What do you call a pie and a six-pack in Australia? A seven-course meal. Or so the joke used to go.

Fortunately, eating and (beer) drinking have come a long way in WA, as evinced by the steady growth in brewpub numbers across the state as well as the considered food offering at beer-centric venues such as Petition Beer Corner and the sadly departed Baby Mammoth. The latest argument that beer-and-food-matching is neither a punchline or oxymoron: Beer Kitchen, Freo Social’s new beer-centric kitchen and, as of Wednesday, the venue’s primary food offering. (The food trucks that have been feeding guests will relocate to the Myaree headquarters of Otherside Brewing, the owners of Freo Social).

At its core, Beer Kitchen is about providing revellers with tasty, beer-friendly snacking. But for chef Garth Cleveland, the prosaically named kitchen will also serve a secondary purpose: making use of by-products from the brewing process.

“Every single dish will have at least one element of beer in it whether it be the wort, the hops or the spent grain,” says Cleveland, a chef that comes to Freo Social after two years as sous chef at Young George. “But none of it will be done as a token gesture. It’s all designed around flavour profile and relevance to the dish. We’re trying to get as much as we can out of beer and transfer that to food.”

Initially, these beer-meets-food mash-ups will sit at the approachable end of the curve – bread baked using spent grain, say, or sausages made with ale – but Cleveland has grand ambitions that include turning spent grain into a miso, a flour and even a mushroom-growing medium. He’s excited about the prospect of using spent grain from brewing sour-style beers as a curing medium and has already been experimenting with a “beersaola”: a riff on bresaola that sees beef marinated with a combination of beer and red wine and left to age for three months. A charcoal grill and rotisserie are key features of the new kitchen tasked with the impressive job of feeding up to 900 hungry and thirsty revellers (the venue’s capacity).

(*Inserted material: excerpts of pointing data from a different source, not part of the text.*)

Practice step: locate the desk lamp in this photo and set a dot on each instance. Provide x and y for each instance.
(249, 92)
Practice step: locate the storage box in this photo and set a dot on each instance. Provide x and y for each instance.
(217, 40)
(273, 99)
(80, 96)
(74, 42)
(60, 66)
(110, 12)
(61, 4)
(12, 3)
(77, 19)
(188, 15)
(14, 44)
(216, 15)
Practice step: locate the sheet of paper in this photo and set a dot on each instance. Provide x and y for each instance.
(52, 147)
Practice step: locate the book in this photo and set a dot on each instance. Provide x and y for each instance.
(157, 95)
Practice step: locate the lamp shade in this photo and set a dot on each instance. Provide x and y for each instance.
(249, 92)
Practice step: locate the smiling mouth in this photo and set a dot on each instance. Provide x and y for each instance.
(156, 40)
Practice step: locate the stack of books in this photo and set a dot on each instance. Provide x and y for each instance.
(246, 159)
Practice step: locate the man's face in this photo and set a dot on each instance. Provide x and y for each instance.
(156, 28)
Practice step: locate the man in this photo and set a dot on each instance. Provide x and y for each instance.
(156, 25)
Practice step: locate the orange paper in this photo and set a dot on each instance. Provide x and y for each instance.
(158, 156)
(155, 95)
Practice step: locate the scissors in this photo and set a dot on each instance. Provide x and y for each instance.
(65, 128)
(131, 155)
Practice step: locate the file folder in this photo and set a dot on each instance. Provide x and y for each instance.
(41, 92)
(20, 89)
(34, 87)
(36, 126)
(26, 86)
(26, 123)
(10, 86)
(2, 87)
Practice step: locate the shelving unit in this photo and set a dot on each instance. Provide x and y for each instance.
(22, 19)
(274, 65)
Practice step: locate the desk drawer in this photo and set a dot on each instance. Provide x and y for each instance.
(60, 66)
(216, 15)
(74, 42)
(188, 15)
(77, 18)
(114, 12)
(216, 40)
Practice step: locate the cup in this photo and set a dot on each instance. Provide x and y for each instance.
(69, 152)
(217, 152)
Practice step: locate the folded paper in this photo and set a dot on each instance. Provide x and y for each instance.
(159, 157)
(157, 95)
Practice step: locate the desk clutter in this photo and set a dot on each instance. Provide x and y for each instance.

Despite the scale of the task at hand, venue manager Matt Marinich is excited about the prospect, not least in terms of giving the team new options for beer and food matching.

“We’ve always wanted to have suggested pairing on the menus,” says Marinich, Australia’s only advanced cicerone (a certified beer expert). “The fact that we’re going to have beer and beer ingredients in the food makes it pretty easy when we start talking about contrasts and resonance for those sorts of flavours.”

“What we’re doing is very much a start in the direction we’d like to go,” says Cleveland. “The sky really is the limit. That’s the cool thing about this.”

Beer Kitchen Opens at Freo Social on Wednesday December 11.